Solomon said an internally developed AI platform is being used to translate and summarize more than 11,000 comments the government received through its public consultation on an update to its national AI strategy.
The work complies with rules set out by the Treasury Board, and the comments will be made public once the work is finished, Solomon said.
The public consultation ran alongside an expert “task force” that Solomon assigned this fall to guide him on updating the strategy.
Experts, including University of Ottawa law professor Teresa Scassa, have accused the task force of being too skewed toward the perspective of industry and the tech sector.
Scassa said she would be surprised if the government wasn’t using AI to go through the comments.
AI is good at tasks like picking out themes, detecting letter-writing campaigns that result in many people submitting the same comments, or doing a sentiment analysis to figure out whether comments were generally positive or negative, she said.
“Those are, I think, perfectly valid uses of AI in this context,” Scassa said.
There are risks, she said. For instance, AI summaries might miss “key points or nuances depending on how people have expressed themselves in their comments.”
“If you’re getting lots of formal industry submissions written by professionals in the field and you’re getting also more passionate submissions written by people who are concerned about their jobs or concerned about issues with AI, and the system doesn’t process them in the same way, then that could be an issue as well,” Scassa noted.
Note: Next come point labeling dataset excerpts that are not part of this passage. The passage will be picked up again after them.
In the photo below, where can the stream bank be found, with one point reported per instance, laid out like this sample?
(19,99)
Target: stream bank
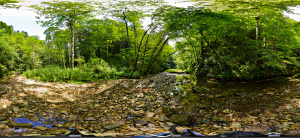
(150,105)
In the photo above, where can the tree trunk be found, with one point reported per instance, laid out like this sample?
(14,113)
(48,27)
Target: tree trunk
(66,55)
(134,29)
(139,48)
(73,43)
(128,40)
(33,66)
(158,53)
(256,33)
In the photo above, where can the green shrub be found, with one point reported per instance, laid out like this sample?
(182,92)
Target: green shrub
(95,69)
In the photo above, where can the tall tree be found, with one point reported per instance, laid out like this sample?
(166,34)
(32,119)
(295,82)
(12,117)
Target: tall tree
(64,13)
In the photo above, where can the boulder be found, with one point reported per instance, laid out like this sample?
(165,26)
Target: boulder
(181,119)
(111,126)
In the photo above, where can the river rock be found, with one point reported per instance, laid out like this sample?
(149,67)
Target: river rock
(149,114)
(71,118)
(4,126)
(289,107)
(133,129)
(107,134)
(141,122)
(90,119)
(181,119)
(218,119)
(23,125)
(151,126)
(170,124)
(63,111)
(41,128)
(111,126)
(34,118)
(69,124)
(31,135)
(168,111)
(22,104)
(16,109)
(296,118)
(2,118)
(236,125)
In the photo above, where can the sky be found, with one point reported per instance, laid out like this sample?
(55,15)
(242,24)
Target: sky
(23,19)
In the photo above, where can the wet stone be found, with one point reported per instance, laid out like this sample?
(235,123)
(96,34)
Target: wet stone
(23,125)
(41,128)
(90,119)
(151,126)
(170,124)
(69,124)
(133,129)
(2,118)
(289,107)
(111,126)
(34,118)
(16,109)
(3,126)
(296,118)
(71,118)
(141,122)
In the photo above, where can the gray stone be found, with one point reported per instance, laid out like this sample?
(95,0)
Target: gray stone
(141,122)
(149,114)
(16,109)
(296,118)
(151,126)
(23,125)
(182,119)
(170,124)
(41,128)
(69,124)
(111,126)
(4,126)
(71,118)
(289,107)
(34,118)
(89,119)
(2,118)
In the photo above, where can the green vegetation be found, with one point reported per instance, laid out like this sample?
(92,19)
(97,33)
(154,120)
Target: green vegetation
(95,69)
(220,40)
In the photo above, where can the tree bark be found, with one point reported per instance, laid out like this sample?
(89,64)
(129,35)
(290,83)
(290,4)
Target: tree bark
(139,48)
(158,53)
(127,40)
(256,28)
(73,43)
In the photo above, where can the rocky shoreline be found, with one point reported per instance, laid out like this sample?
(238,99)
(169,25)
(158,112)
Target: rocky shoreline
(132,107)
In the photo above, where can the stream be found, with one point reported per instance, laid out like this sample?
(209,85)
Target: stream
(146,106)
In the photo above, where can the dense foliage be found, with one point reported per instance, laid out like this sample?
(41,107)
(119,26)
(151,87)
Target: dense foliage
(237,44)
(218,40)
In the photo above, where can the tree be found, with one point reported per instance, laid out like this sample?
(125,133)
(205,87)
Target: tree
(9,3)
(64,13)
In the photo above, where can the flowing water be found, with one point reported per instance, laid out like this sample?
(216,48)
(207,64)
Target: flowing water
(151,105)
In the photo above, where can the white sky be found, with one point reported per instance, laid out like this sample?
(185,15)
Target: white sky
(24,19)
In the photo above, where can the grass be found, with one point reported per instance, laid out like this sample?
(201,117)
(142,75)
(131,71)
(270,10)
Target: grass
(95,69)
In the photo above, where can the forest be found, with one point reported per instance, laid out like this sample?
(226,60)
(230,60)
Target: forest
(243,40)
(150,68)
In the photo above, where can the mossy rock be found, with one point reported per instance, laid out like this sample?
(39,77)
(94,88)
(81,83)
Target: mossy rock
(218,119)
(182,119)
(168,111)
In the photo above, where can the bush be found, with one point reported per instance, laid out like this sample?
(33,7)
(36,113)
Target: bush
(55,73)
(95,69)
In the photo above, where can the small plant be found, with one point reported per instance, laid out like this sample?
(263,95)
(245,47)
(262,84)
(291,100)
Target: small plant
(90,105)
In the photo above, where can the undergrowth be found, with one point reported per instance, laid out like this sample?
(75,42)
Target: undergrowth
(95,69)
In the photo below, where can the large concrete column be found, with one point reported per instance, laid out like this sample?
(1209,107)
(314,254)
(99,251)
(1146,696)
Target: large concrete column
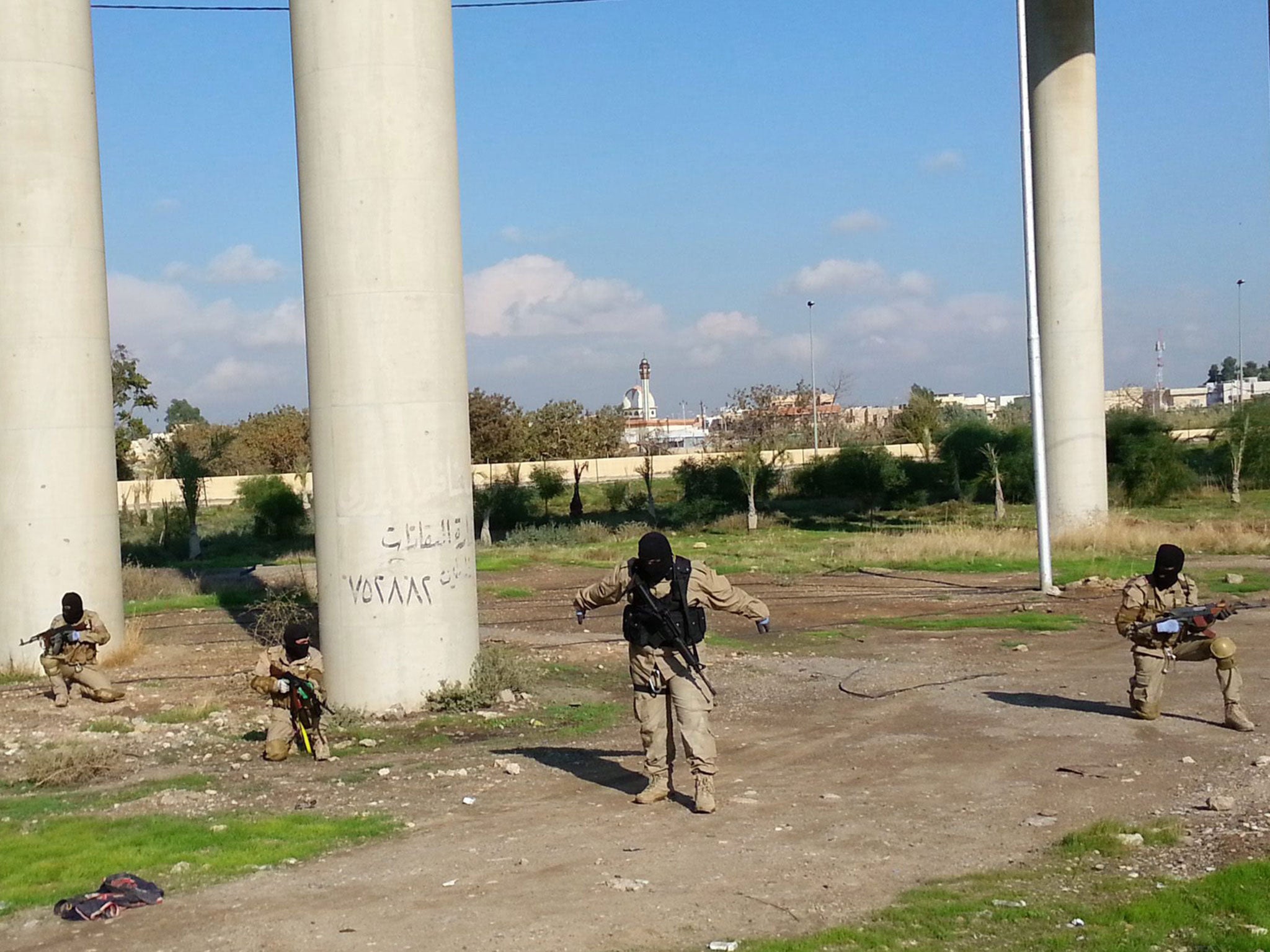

Solomon said the updated strategy will be released in the new year. It will follow a 30-day time frame the government gave the task force to do its work and a month it allotted for the public consultation.
Scassa said the consultation period was a very short one, which worked against civil society organizations and ordinary citizens.
“Having a one-month consultation period automatically skews the consultation towards big organizations with lots of resources,” she said.